La Guinée cherche à élargir ses partenariats miniers au-delà de la Chine et le rapprochement engagé avec Glencore constitue l’une des illustrations de cette stratégie. Après un accord sur le préfinancement et la commercialisation de bauxite signé la semaine dernière, Conakry discute avec le groupe suisse de possibles investissements dans le raffinage d’alumine et l’énergie, a indiqué le ministre des Mines Bouna Sylla.
L’accord signé le 7 septembre avec la société publique guinéenne Nimba Mining Company (NMC) prévoit que Glencore commercialise 10 à 12 millions de tonnes de bauxite par an pendant cinq ans. D’un montant de plus de 300 millions USD (environ 260 millions d’euros), ce préfinancement doit soutenir les opérations de Nimba, dont les autorités veulent financer le développement à partir de ses propres activités plutôt que de ressources publiques.
Selon les détails relayés par Reuters, le partenariat avec le négociant suisse de matières premières pourrait aller au-delà et permettre de diversifier les sources de financement et les marchés d’exportation du pays au-delà de la Chine.
Une dépendance importante
La relation minière entre la Chine et la Guinée se mesure avant tout dans l’ampleur des exportations guinéennes vers l’empire du Milieu.

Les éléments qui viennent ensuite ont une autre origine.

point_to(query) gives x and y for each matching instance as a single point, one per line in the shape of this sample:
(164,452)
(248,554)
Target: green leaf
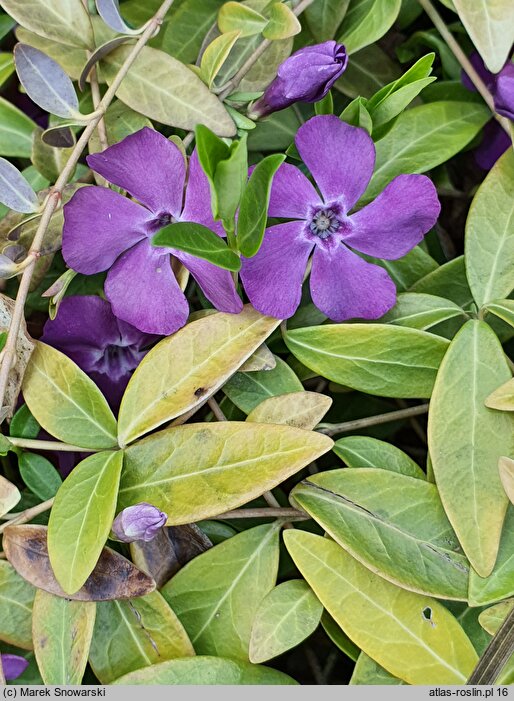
(62,631)
(81,518)
(412,636)
(364,451)
(206,670)
(324,17)
(197,471)
(217,595)
(39,475)
(198,241)
(130,635)
(366,21)
(64,21)
(16,600)
(162,88)
(247,390)
(424,137)
(413,548)
(253,211)
(491,28)
(391,361)
(421,311)
(489,248)
(193,364)
(285,617)
(466,440)
(66,402)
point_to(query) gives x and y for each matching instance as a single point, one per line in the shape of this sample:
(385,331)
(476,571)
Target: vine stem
(332,429)
(464,61)
(8,354)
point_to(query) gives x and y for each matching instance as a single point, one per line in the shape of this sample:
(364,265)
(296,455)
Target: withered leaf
(114,577)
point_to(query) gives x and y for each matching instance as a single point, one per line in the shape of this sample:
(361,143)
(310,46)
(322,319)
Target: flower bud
(139,522)
(13,666)
(306,76)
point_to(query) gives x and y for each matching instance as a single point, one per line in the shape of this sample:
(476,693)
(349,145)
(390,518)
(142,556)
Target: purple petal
(99,225)
(144,292)
(344,286)
(13,666)
(340,157)
(273,277)
(149,166)
(397,219)
(216,284)
(291,194)
(197,206)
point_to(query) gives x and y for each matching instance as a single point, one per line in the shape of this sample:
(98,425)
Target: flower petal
(291,194)
(344,286)
(197,206)
(340,157)
(149,166)
(273,277)
(143,291)
(396,221)
(216,284)
(99,225)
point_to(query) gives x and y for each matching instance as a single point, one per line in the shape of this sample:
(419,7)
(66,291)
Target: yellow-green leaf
(197,471)
(193,364)
(66,402)
(412,636)
(81,518)
(62,631)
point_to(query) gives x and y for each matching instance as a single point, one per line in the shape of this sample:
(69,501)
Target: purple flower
(343,286)
(139,522)
(13,666)
(103,230)
(106,348)
(306,76)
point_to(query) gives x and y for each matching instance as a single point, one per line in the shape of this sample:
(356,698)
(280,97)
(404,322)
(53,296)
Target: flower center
(324,223)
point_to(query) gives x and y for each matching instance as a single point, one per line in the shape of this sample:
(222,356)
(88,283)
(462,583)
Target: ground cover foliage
(256,327)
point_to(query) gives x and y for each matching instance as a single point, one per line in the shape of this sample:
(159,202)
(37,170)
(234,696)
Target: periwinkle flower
(105,347)
(105,231)
(139,522)
(341,159)
(306,76)
(13,666)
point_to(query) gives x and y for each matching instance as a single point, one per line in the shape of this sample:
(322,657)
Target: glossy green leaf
(130,635)
(39,475)
(253,212)
(489,234)
(64,21)
(285,617)
(162,88)
(217,595)
(365,451)
(198,241)
(391,361)
(81,518)
(412,636)
(414,548)
(66,402)
(206,670)
(198,471)
(193,364)
(466,439)
(16,600)
(62,631)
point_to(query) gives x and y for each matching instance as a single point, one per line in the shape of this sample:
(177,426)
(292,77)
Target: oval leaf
(114,577)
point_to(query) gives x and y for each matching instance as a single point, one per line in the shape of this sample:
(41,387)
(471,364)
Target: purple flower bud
(139,522)
(306,76)
(13,666)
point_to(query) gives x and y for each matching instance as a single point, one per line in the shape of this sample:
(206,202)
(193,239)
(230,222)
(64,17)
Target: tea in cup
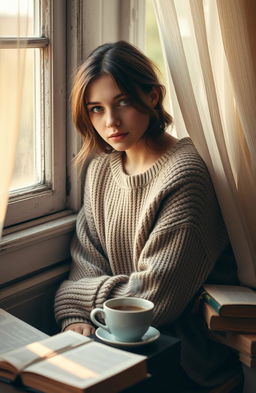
(126,318)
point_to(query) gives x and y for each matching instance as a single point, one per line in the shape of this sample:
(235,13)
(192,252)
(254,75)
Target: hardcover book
(231,300)
(229,324)
(67,362)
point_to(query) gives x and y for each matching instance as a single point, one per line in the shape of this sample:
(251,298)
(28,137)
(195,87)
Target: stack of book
(230,314)
(229,308)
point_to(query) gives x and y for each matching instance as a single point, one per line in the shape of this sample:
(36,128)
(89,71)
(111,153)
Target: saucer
(151,335)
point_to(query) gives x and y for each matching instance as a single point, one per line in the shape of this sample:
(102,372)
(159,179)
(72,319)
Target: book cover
(231,300)
(216,322)
(68,362)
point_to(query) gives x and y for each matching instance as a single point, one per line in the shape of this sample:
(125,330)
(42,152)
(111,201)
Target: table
(162,360)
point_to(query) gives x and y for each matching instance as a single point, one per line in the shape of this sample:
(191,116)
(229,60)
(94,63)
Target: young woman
(150,225)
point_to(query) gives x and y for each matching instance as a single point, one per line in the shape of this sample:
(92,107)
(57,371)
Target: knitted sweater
(155,235)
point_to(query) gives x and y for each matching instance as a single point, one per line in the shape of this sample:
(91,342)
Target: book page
(82,366)
(231,294)
(39,350)
(15,333)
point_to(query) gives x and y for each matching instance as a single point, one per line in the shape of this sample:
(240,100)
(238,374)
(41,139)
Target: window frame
(42,244)
(45,199)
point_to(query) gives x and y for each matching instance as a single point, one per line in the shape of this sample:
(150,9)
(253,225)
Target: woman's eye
(96,109)
(124,102)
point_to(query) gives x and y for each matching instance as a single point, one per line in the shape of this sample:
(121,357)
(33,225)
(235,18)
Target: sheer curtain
(11,84)
(210,50)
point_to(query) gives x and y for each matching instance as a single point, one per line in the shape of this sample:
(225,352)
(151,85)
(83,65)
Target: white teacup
(127,318)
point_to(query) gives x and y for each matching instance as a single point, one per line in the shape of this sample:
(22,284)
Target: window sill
(33,249)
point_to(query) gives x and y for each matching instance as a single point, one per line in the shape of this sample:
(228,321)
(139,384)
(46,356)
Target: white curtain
(210,54)
(11,83)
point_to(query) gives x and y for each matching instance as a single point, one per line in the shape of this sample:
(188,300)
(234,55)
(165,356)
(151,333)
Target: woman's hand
(83,328)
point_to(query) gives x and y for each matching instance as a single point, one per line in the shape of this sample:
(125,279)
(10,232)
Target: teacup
(126,318)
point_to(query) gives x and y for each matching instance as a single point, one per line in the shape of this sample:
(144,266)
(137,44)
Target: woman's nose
(112,119)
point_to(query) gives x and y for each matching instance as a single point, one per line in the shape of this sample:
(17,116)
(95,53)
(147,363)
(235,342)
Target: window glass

En 2025, la Guinée a expédié 182,8 millions de tonnes de bauxite, dont un record de 74% vers la Chine. Chalco a été le premier exportateur individuel du pays avec 22,1 millions de tonnes, tandis que d’autres acteurs liés à des intérêts chinois, dont la Société minière de Boké, occupent une place importante dans la filière.
Le démarrage de Simandou étend cette influence au minerai de fer. En janvier, le géant chinois de l’acier Baowu a porté à 51 % sa participation dans l’opérateur de deux des quatre blocs du gisement Simandou. Pékin est aussi présent sur les blocs 3 et 4 par le biais d’un consortium mené par la société d’Etat Chinalco en partenariat avec l’anglo-australien Rio Tinto. Les deux ensembles partagent par ailleurs les infrastructures ferroviaires et portuaires développées pour permettre, à terme, d’exporter jusqu’à 120 millions de tonnes de minerai de fer à haute teneur.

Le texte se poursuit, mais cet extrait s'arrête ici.